1. Field of the Invention
The present invention relates to a photo mask used for exposure to form a pattern of a semiconductor device on the sample, and in particular, to a photo mask having an improved proximity effect correction pattern for an oblique line pattern, and a method of manufacturing the photo mask. The present invention also relates to a method of generating mask data used to manufacture a photo mask.
2. Description of the Related Art
In the prior art, a photo mask is used for light exposure in order to form a device pattern on a semiconductor wafer. The photo mask is produced using an electron beam lithography technique. The electron beam lithography technique uses electron beams to draw a design pattern of a semiconductor device on a mask substrate. A problem with the electron beam lithography technique is that when resolution is close to its limit, a proximity effect or the like may prevent an actual design pattern from being formed on a mask substrate. To solve this problem, a proximity effect correction pattern is added to the design pattern so as to accurately form a desired pattern (refer to, for example, Jpn. Pat. Appln. KOKAI Publication No. 2002-83757).
However, such a method has the problems described below. Since the proximity effect correction pattern is added to the design pattern, the number of figures used for shot divisions for electron beam drawing increases. This increases the time required for the drawing and the amount of data required. Consequently, data handling becomes difficult and other various problems may occur. Further, for example, fine figures that require a resolution higher than the one used may be generated at, for example, edges of the correction pattern. Thus, disadvantageously, these figures may not be resolved on the mask, the accuracy of defect inspections may decrease, or inspection throughput may decrease.
Further, when the pattern of the photo mask is transferred to a wafer by optical lithography, the optical proximity effect may curl edges of a pattern formed on the wafer or may thicken or thin the pattern. Consequently, the pattern formed on the pattern may differ from the original pattern. Thus, an OPC (Optical Proximity Correction) technique is required to add a correction pattern to the pattern to be formed on the photo mask in order to correct the optical proximity effect.

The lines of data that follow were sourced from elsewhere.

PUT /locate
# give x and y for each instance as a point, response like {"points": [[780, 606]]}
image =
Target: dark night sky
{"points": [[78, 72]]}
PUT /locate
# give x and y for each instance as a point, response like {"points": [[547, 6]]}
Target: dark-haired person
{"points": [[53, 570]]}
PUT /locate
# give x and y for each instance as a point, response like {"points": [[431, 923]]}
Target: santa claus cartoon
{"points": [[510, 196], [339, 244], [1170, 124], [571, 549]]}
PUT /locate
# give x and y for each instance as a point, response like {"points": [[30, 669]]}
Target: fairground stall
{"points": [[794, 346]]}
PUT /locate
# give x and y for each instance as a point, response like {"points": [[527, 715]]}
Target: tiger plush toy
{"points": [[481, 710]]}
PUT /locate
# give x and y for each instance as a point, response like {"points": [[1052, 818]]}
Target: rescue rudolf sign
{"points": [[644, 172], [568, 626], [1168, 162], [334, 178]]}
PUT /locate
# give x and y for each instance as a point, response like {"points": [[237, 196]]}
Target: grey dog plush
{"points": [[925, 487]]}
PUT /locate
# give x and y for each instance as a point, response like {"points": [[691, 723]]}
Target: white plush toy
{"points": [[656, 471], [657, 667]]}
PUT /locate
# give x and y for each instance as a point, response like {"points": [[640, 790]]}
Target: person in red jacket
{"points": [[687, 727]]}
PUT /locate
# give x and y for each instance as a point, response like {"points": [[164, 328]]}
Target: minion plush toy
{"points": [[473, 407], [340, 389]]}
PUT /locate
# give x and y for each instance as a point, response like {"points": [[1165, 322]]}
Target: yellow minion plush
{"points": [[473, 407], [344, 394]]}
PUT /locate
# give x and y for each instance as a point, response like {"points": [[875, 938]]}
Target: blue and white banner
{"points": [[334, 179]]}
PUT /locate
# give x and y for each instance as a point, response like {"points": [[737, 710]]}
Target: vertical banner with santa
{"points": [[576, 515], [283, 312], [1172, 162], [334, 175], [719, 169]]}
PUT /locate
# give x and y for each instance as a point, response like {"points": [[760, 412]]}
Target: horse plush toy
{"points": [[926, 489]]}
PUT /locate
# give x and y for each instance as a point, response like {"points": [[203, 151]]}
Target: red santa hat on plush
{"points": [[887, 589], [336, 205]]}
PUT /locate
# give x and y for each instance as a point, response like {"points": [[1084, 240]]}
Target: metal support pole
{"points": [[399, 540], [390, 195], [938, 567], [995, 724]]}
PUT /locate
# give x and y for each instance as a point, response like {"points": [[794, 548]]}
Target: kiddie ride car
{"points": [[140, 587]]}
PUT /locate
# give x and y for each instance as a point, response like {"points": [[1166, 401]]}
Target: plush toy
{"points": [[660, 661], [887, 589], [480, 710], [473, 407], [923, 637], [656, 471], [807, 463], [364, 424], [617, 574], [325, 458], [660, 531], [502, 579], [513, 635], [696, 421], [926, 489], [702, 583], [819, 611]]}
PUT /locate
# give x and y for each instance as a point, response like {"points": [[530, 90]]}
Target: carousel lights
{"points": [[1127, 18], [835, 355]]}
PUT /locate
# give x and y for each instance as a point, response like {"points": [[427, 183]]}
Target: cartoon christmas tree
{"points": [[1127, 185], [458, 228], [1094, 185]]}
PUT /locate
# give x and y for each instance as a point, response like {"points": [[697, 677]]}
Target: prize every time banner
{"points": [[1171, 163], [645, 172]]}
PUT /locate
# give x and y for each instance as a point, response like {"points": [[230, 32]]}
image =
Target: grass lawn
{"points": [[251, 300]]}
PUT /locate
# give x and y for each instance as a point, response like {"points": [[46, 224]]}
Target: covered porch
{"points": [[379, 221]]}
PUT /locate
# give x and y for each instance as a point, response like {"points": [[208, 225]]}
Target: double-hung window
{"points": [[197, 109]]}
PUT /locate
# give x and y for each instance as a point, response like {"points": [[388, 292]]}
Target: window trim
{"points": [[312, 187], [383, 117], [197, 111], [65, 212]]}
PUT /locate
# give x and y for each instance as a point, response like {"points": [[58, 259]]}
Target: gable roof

Accordingly, to more precisely create mask data for electron beam drawing, it is necessary to add, to a design pattern, both a correction pattern for correcting the proximity effect when the pattern is drawn on the photo mask, and a correction pattern for correcting the proximity effect when the pattern is transferred to the wafer. In this case, the above problems, including an increase in the number of figures and the generation of fine figures, are more significant.
Thus, in the prior art, when a correction pattern is added to a design pattern in order to correct the proximity effect, this may increase the number of figures required and thus the time required for drawing or may produce very fine figures that are not actually resolved. The increase in the time required for drawing may lead to a decrease in drawing throughput. The generation of fine figures may contribute to reducing the inspection throughput.